Glitch - Farmville meets Adventure Game, with MMO Sprinkles (But Alas, No Blood)

Incredibly cute and charming, despite the lack of blood. Ended up passing my beta ID all over the office so our coders and art folk could ogle and learn and *ahem* steal.

It isn't just the cuteness of the graphics - what really sells Glitch to me is the smoothness of the controls, the amazing intuitive polish of the UX, and of course, the utterly crazed sense of humour.

Any game that wants me to massage butterflies before milking them definitely charms me... even though it hasn't got any killing. ;)

P.S.: If you want to poke a nugget for some reason, before the beta wipes and splats everyone, I am SusieDerkins. >.> Cmon look at the default toons. I'm surprised I got the name!

Forsaken World - It seems bizarre, but I love that FW is cash shop based.

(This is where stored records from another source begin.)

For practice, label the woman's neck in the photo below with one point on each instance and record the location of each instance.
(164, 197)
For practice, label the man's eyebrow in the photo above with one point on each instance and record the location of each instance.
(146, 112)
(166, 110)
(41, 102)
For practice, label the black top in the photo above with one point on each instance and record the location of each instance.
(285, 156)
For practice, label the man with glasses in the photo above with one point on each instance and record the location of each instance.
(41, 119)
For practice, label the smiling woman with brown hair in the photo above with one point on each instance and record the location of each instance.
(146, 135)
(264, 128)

Which is rather odd, coming from someone whose other MMO 'love' is Guild Wars - which is pretty much at the other end of the spectrum. Where what you get, you pay for with skill.

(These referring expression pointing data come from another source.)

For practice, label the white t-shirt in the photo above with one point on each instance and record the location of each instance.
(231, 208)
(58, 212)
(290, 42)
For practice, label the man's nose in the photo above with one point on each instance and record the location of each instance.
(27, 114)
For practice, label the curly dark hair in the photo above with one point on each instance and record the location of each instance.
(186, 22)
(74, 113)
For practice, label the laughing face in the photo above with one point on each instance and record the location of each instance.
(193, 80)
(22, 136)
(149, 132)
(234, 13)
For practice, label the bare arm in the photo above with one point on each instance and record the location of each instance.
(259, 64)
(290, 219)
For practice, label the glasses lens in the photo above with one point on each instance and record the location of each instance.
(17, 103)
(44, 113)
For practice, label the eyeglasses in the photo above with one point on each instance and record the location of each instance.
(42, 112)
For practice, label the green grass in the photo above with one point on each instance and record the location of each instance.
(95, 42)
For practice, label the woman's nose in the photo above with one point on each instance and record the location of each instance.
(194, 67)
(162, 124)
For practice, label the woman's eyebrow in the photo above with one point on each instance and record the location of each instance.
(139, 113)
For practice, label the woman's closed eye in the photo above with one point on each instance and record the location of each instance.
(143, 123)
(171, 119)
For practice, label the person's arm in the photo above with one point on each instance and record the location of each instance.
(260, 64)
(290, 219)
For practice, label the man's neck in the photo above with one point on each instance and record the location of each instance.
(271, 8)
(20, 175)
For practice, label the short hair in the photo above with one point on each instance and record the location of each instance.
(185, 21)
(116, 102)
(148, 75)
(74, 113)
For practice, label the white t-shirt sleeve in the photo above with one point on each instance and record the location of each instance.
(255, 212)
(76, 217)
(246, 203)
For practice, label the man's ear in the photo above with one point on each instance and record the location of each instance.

More specifically, I love how FW has built the entire game architecture around its cash shop.

Yes, it's Pay2Win, just like any other CS game.

You want the BEST gear? The BEST character? Pay for it - either in cash, or in scads of time. And it works beautifully.

It works beautifully because you can indeed pay for it in scads of time. Unlike other PWE games, there really is no NEED to use the cash shop. If you play 18 hours a day, every day, you most certainly won't need to use the cash shop. This is rather different from say, Jade Dynasty, where if you wanted to play 18 hours a day, every day, without using the cash shop, it would be so agonising as to be impossible. (Yes, I know China's JD doesn't have cash-shop-fuelled, PWE-approved bots. I don't even want to think about what JD would be like without those bots - or espers, as they're called.)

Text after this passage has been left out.